Si vous écrivez sur l’un de ces troubles, pensez à créer d’autres personnages concernés pour contrebalancer les représentations, et ne réduisez pas vos personnages à de simples personnifications de troubles psychiques.

Conclusion

Deux personnes atteintes d’un même trouble peuvent le vivre de façon complètement différente.

Le problème est que c’est souvent un seul type de représentation, très souvent simplifiée à l’extrême, qui est retenu par les auteurices, qui tendent alors eux aussi à perpétuer ces clichés dans l’imaginaire commun. Et le problème, c’est que les publics non concernés ont tendance à faire des généralités si l’on ne leur propose pas d’autres représentations.

Certains troubles comme la schizophrénie ou les TDI sont alors associés à une idée de dangerosité, ce qui renforce les discriminations ou stigmatisations dont peuvent souffrir ces personnes au quotidien.

Comme toujours, si vous tenez vraiment à écrire sur ces thèmes, il est important de faire un maximum de recherches, d’échanger avec des personnes concernées et de se faire relire par des sensitivity readers.

Je rappelle également comme d’habitude qu’utiliser un trope n’est pas forcément problématique en soi. Ce sont surtout des outils qui permettent d’examiner si l’on tombe dans les stéréotypes, et si c’est le cas, essayer d’en avoir conscience, comprendre pour quelles raisons on les utilise. On peut alors essayer de les subvertir, de les supprimer ou de les contrebalancer s’ils perpétuent des représentations négatives.

La plupart des troubles évoqués souffrent du phénomène d’Hollywood, où les nombreuses représentations bancales ont fini par créer un imaginaire commun faux et stéréotypé dans l’esprit des publics.
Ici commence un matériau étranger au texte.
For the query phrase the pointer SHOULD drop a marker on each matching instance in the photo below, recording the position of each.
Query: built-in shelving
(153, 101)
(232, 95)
Dans le cas de la schizophrénie par exemple, c’est le fait qu’une grande majorité de personnes pensent que ce trouble ne consiste qu’à entendre des voix ou être paranoïaque.

Je me suis uniquement concentrée sur les représentations et je ne suis pas rentrée dans les détails de chacun de ces troubles très complexes. D’autres comptes spécialisés de personnes concernées ou professionnels vulgarisent bien mieux que moi sur ces sujets (je vais poster une petite sélection de ressources dans les commentaires).

Pour celleux qui sont intéressés par ces thèmes, j’ai également fait une publication sur comment écrire sur les troubles psychiques.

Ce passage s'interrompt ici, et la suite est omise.